The knock-out itself came in the third round, after slightly more than two minutes of action. The end came when Alvarez delivered a single, big right hand that caught Kirkland on the jaw and left him flat on his back after spinning to the canvas.Alvarez was clearly the big star heading into the fight. The fight was telecast by HBO for free just one week after the controversial and disappointing Floyd Mayweather Jr. and Manny Pacquiao fight, and Alvarez was under pressure to deliver the type of finish that people were going to talk about. Kirkland was happy to oblige Alvarez, taking it right to Alvarez from the start. Kirkland’s aggression saw him appear to land blows that troubled the young Mexican in the early going. Alvarez played good defense, and he floored Kirkland in the first round, displaying his power and his technique in knocking down an aggressive opponent.
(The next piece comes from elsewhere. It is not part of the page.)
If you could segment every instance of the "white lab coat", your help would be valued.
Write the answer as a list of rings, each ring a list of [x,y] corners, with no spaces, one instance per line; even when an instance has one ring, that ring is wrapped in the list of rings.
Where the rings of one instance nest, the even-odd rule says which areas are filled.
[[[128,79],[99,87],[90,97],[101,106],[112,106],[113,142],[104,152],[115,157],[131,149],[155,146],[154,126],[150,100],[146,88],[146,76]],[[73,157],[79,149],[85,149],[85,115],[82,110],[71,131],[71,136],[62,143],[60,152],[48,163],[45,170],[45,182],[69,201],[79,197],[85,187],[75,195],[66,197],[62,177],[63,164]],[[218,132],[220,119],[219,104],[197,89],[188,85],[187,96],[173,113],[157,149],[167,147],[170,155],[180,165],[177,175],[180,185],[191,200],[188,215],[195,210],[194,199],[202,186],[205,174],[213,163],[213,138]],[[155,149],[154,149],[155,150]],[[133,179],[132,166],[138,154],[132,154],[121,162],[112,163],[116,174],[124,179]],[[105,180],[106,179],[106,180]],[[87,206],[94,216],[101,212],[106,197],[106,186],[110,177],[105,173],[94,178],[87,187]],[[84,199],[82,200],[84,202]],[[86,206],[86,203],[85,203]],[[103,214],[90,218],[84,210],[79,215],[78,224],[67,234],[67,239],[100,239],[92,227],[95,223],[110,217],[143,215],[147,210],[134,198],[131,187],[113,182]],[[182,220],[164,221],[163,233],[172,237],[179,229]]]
However, Kirkland kept coming at Alvarez and the fight entered the third round with both men working hard and the feeling that the fight would not go the distance. Kirkland continued to move forward, keeping “Canelo” against the ropes and scoring points with a barrage of punches while looking for an opening.

At around the two minute mark, Alvarez landed an uppercut that sent Kirkland to the canvas again. Kirkland got up, but it was clear that he did not have his legs under him. Kirkland was going to try to survive the round, but Alvarez had an opportunity to close out the fight. The question was would he take it?

Alvarez closed in on Kirkland, putting his opponent’s back to the ropes. Kirkland was hurt, but he was still dangerous, pawing with punches and loading up for one big shot.

But it was the big shot “Canelo” threw that ended the night. Kirkland never saw it coming, as he was loading up with a huge right hand of his own. The right Alvarez threw cracked Kirkland in the jaw, and his eyes went blank. His big right hand whizzed harmlessly over the head of a ducking Alvarez, providing the momentum for the spin that left Kirkland prone on the canvas.

Saul “Canelo” Alvarez went on to defeat Miguel Cotto in his second fight of 2015 and he is clearly one of boxing’s biggest stars heading into 2016. On May 9th Alvarez added another reel to his highlight film when he knocked out James Kirkland with the 2015 “Knock Out of the Year”.